The legal practitioner’s determination for the purposes of a proper basis certification must be based on a reasonable belief as to the truth or untruth of an allegation or denial or, in the case of a non-admission, that the legal practitioner does not know, and therefore cannot say, whether a fact alleged or denied is true or untrue.  Ultimately, whether a claim has a proper basis is a question for the court.  A person discharging the overarching obligation can do so by demonstrating a reasonable belief based on the factual and legal material available at the time.  If that is done, the obligation is discharged. [34]

[32](2014) 48 VR 1.

[33]Ibid, [87].

[34]Ibid.

  1. The plaintiff’s submissions and his affidavit raise a number of conduct issues that need to be addressed before making any orders in respect of the costs of the application.  Whether costs are sought against a party or a non-party, the trial judge is the appropriate person to deal with such issues.

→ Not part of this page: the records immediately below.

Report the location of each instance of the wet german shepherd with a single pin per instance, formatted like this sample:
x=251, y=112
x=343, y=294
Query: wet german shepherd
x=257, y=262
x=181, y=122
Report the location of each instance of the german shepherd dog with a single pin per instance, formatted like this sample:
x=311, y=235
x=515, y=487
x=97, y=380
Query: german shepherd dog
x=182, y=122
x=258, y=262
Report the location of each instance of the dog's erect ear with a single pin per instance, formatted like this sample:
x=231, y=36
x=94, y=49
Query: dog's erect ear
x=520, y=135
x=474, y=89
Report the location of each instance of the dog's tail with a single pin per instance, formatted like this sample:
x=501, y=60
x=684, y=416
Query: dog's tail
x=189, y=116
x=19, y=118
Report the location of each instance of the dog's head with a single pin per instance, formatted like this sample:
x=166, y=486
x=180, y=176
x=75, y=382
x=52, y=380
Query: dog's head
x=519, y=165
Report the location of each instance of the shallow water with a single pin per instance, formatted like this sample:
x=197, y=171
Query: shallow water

  1. The Court on its own motion invites submissions from the applicant or Mr Connor or his firm as to why there should not be a finding that the Civil Procedure Act has been contravened by them. 

Orders

  1. The Court orders:

(a)       On or before 22 September 2022, the applicant and the applicant’s solicitor, Mr Peter Connor, and his firm, Constable Connor & Co, located at 9/441 Lonsdale Street, Melbourne, in the State of Victoria file written submissions addressing the question of whether and to what extent they should indemnify the applicant in respect of the plaintiff’s costs.

(b) Pursuant to s 29 of the CivilProcedure Act 2010 (Vic), the applicant’s solicitor, Mr Peter Connor, and his firm, Constable Connor & Co, be added as non-parties to the application for the purposes of investigating whether they may have contravened any of their overarching obligations, specifically those contained in ss 18 and 24 of the Civil Procedure Act (Vic).